常願寺川は左岸、右岸ともに中々魅力的な沢登りエリア。左岸の大迫戸谷、カラ杉谷は2000m急に突き上げるピリ辛渓谷。右岸の鬼ヶ城谷と津之浦谷なんてのも良かった。さて、右岸でヤバい雰囲気のある谷といえば大谷、桑谷、妙壽谷の三羽烏で間違いない。
大谷の核心部は750mから始まる70m大滝だろう。この滝は直登は難しく左右の壁にも弱点が乏しい。右壁のブッシュが唯一の弱点なのでここから無理やり木登りをする。出だしの10mぐらいがブッシュも弱く非常に気持ち悪いが登るにつれてしっかりしてくる。中盤から終盤はルートファインディングが難しいがブッシュを繋いでいけば何とかなる。この大滝を超えると30mの二条滝でこれも登れない。左右どちらからも巻けるが左の方が容易である。急傾斜のゴーロを少し登ると登れそうな段瀑が出現する。これはカムとピトンがバッチリ効いて楽しく登れる。この上のスラブ滝は登れないので右のブッシュに入ってそのまま藪を伝って落ち口へ。スラブ状の前衛滝を超えると地形図に示された80m滝が堂々と現れる。この滝の有り様は本当に素晴らしく、下部の70m滝とこの80m滝を見に来るだけでも大谷を訪れる価値がある。大滝の巻きは左岸から獣道を使えば驚くほど簡単に落ち口に至れる。落ち口は堰堤上に小さなポットとなっていてこれまた感動。これより上部はときどきナメを挟んだ溶岩川原で容易に道路に戻る。赤い溶岩が印象的であった。

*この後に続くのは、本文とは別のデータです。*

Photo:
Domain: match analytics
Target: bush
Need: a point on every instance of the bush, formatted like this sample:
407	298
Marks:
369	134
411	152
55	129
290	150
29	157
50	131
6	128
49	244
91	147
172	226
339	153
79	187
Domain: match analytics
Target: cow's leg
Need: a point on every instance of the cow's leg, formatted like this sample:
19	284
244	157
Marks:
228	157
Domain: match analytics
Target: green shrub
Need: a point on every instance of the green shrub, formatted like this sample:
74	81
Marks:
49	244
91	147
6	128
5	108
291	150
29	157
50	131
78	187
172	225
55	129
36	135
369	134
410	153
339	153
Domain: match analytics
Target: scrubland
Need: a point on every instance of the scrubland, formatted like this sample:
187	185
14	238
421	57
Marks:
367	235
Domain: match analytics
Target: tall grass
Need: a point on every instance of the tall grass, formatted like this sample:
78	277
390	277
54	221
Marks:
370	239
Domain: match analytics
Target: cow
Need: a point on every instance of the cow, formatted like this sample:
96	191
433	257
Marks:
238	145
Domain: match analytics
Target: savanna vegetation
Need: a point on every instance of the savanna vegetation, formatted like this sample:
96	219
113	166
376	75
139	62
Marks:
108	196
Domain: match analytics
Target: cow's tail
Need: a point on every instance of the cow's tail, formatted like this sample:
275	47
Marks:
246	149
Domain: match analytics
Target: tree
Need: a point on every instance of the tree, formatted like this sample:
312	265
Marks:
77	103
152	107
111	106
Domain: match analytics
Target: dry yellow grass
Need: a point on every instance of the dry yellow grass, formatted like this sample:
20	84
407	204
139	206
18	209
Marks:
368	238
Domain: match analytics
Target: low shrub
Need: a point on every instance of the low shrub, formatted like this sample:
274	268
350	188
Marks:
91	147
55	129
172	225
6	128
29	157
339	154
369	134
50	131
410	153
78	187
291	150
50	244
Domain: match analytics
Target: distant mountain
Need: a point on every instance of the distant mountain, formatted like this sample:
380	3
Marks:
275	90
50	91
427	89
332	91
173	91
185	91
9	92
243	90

2つの大滝は端正さと豪快さを兼ね備えた美瀑である。水量が少ないと見ごたえが無いので雨後がお勧め。早朝から登れば午後早い時間には下山できるだろう。県民のみなさま日帰りで楽しめる立山の秘瀑巡りはどうでしょうか。
<アプローチ>
大谷は常願寺川550m右岸より合流する谷。その時々の状態に合わせていい感じで出合いまで行く。下山はアルペンルートの横にある登山道を利用。
<装備>
カム、ピトン、岩は中々の脆さ。
<快適登攀可能季節>
7月~10月。南面で標高も低いので早い時期から楽しめそう。
<温泉>
ホテル森の風立山、吉峰グリーンパーク
<博物館>
立山博物館:別館まんだら遊園の異空間を一度は味わってほしい。
カルデラ砂防博物館:いい。僕の好きな治水の恩人ヨハネスデレーケの展示もある。
<博物館>
立山博物館:別館まんだら遊園の異空間を一度は味わってほしい。
カルデラ砂防博物館:いい。僕の好きな治水の恩人ヨハネスデレーケの展示もある。